Filter by Page Similarity

Added in version 1.11.0 updated in 2.8.0

Filter Response by Similarity to A Given Page

Version 1.11.0 adds the ability to specify an example page for filtering pages that are similar to the given example.

Version 2.8.0 updated the underlying algorithm from SSDeep to Simhash.

For example, consider a site that attempts to redirect new users to a /register endpoint. The /register page has a CSRF token that alters the page’s response slightly with each new request (sometimes affecting overall length). This means that a simple line/word/char filter won’t be able to filter all responses. In order to filter those redirects out, one could use a command like this:

./feroxbuster -u https://somesite.xyz --filter-similar-to https://somesite.xyz/register

--filter-similar-to requests the page passed to it via CLI (https://somesite.xyz/register), after which it hashes the response body using the Simhash algorithm.
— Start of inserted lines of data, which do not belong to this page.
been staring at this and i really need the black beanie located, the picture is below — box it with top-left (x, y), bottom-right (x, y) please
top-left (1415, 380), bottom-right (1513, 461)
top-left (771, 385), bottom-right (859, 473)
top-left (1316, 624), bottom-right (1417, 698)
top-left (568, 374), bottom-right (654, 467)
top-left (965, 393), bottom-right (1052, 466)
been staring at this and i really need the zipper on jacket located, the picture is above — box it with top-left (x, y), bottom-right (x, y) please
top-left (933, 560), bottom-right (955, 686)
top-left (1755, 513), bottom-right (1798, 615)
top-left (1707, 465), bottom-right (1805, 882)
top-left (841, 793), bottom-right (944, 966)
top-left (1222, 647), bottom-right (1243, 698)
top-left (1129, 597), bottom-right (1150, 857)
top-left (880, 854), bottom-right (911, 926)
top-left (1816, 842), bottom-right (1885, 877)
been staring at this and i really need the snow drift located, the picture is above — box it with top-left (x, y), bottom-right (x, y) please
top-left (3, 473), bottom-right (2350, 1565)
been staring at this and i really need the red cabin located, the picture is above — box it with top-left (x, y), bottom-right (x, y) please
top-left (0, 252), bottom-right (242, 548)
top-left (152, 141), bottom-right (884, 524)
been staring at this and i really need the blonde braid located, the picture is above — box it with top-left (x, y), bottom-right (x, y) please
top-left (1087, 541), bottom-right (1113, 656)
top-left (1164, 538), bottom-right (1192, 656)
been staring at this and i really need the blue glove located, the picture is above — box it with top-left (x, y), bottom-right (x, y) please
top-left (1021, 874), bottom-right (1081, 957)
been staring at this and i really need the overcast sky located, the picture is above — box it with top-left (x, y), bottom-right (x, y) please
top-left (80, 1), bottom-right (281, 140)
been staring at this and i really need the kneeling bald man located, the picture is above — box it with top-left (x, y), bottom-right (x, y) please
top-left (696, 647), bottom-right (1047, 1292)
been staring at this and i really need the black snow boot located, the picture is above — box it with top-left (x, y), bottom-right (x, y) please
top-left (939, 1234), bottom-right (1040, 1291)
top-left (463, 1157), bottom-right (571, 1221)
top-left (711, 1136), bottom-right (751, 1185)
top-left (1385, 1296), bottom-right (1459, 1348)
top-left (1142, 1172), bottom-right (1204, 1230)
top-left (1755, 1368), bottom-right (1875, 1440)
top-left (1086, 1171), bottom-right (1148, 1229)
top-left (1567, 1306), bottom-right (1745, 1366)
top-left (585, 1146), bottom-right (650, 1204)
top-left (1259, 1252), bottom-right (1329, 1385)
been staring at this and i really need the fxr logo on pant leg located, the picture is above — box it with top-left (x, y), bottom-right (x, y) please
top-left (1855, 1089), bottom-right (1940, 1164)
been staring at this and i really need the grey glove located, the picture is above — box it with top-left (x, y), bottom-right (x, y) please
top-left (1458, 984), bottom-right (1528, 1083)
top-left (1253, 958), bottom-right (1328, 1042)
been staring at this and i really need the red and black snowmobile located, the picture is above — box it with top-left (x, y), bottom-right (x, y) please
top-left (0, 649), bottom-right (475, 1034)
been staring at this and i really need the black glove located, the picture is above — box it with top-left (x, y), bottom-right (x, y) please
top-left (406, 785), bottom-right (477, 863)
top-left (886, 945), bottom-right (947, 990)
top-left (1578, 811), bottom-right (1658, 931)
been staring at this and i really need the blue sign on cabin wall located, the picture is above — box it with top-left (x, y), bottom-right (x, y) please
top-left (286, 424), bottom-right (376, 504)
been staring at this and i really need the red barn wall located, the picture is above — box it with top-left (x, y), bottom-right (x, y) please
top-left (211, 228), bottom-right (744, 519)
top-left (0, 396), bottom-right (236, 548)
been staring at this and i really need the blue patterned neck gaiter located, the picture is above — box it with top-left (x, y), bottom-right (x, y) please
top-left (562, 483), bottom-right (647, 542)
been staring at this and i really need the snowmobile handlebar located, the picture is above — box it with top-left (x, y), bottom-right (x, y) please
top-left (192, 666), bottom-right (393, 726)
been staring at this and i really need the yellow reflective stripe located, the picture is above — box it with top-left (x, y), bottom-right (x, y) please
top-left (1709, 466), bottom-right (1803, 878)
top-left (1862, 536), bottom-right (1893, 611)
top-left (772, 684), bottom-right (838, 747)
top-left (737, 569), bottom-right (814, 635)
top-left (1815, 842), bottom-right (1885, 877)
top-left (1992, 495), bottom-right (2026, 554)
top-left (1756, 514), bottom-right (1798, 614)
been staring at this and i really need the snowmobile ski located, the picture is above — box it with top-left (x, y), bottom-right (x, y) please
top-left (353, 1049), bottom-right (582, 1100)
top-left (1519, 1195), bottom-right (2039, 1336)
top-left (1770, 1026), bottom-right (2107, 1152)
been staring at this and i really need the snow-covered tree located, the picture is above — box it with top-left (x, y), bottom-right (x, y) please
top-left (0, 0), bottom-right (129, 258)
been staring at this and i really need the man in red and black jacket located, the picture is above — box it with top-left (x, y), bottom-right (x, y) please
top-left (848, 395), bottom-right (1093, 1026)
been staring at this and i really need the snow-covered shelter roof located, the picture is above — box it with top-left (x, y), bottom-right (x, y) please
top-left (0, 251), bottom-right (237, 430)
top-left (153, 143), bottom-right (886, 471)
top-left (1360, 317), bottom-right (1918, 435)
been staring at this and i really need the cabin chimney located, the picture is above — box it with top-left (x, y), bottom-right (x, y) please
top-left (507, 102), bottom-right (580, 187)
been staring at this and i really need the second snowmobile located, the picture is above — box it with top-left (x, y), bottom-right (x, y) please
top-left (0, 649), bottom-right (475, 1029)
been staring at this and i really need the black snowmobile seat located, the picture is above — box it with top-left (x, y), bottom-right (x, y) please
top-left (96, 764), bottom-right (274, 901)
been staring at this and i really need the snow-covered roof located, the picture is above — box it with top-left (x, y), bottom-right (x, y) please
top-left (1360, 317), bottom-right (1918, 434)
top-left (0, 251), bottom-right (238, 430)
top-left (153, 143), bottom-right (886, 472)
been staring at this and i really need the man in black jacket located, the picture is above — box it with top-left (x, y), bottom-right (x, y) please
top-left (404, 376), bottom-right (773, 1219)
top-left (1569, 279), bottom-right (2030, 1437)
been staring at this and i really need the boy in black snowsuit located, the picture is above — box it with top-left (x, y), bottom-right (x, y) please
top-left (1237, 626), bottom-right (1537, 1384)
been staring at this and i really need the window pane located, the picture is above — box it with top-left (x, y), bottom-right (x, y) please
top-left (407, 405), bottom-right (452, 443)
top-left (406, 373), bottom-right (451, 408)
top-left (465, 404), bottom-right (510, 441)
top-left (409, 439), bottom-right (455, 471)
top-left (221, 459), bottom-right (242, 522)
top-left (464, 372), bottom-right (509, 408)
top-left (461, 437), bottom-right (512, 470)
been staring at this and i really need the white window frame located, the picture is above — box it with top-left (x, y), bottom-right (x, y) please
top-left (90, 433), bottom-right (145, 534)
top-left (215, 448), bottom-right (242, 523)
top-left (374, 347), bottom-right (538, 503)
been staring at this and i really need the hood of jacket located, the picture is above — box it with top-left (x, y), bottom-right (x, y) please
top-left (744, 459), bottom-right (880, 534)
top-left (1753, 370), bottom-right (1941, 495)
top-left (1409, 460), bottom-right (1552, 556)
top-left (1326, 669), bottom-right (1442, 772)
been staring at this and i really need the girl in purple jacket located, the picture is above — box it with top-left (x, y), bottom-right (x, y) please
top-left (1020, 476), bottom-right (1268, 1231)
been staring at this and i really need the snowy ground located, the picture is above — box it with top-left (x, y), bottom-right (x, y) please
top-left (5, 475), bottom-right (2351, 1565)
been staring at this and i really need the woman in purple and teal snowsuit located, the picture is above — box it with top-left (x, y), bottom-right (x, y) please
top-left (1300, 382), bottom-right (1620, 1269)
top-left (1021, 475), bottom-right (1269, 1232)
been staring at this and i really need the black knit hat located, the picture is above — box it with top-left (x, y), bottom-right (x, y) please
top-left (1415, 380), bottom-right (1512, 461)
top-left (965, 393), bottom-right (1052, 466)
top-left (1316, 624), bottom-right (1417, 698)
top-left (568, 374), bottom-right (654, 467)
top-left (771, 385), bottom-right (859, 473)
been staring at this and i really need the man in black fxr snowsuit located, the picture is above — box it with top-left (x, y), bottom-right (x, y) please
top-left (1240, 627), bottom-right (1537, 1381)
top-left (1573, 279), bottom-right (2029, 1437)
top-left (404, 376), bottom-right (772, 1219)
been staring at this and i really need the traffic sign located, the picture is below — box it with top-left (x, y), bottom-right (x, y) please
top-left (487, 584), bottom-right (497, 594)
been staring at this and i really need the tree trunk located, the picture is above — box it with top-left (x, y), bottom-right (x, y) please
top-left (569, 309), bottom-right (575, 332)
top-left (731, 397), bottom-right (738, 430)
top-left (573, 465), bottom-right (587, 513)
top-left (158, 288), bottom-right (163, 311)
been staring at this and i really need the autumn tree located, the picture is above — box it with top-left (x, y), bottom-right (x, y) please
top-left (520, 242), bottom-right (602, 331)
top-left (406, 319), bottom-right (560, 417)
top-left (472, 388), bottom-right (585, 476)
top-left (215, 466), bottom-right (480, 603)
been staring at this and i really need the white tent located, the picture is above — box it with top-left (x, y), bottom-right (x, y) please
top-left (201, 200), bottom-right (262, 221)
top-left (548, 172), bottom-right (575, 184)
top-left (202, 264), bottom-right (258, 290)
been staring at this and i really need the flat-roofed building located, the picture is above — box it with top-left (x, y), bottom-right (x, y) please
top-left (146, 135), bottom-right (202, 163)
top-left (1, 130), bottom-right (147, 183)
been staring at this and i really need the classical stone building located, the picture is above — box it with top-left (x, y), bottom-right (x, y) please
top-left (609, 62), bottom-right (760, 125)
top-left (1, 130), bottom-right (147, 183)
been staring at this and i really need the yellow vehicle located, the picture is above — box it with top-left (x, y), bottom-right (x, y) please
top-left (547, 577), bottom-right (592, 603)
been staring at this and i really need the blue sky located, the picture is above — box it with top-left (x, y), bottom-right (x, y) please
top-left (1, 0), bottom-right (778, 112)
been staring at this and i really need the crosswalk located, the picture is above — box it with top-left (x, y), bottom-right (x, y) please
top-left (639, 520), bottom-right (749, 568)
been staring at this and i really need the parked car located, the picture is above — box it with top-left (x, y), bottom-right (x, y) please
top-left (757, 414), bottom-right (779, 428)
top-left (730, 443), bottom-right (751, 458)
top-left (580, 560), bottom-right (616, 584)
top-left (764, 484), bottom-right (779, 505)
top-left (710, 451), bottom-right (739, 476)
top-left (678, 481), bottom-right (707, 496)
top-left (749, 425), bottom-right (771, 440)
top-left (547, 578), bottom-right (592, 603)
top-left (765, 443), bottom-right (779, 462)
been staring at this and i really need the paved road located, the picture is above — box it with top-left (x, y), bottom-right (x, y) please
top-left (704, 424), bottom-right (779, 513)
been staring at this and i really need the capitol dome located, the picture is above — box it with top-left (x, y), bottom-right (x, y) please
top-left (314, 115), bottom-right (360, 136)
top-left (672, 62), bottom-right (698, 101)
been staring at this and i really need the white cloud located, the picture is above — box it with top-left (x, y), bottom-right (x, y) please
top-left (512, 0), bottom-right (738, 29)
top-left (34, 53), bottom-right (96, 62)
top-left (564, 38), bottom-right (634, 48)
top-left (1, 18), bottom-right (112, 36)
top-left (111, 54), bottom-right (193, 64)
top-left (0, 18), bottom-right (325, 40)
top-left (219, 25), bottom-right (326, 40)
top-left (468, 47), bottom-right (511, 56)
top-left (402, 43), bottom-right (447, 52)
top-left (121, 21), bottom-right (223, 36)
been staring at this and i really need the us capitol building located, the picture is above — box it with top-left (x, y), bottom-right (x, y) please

All subsequent pages are hashed and compared to the original request’s hash. If the comparison of the two hashes meets a certain percentage of similarity (currently a hamming distance <= 3) then that request will be filtered out.

Simhash was selected as it does a good job of identifying near-duplicate pages while remaining performant. Other algorithms were tested but resulted in huge performance hits (orders of magnitude slower on requests/second).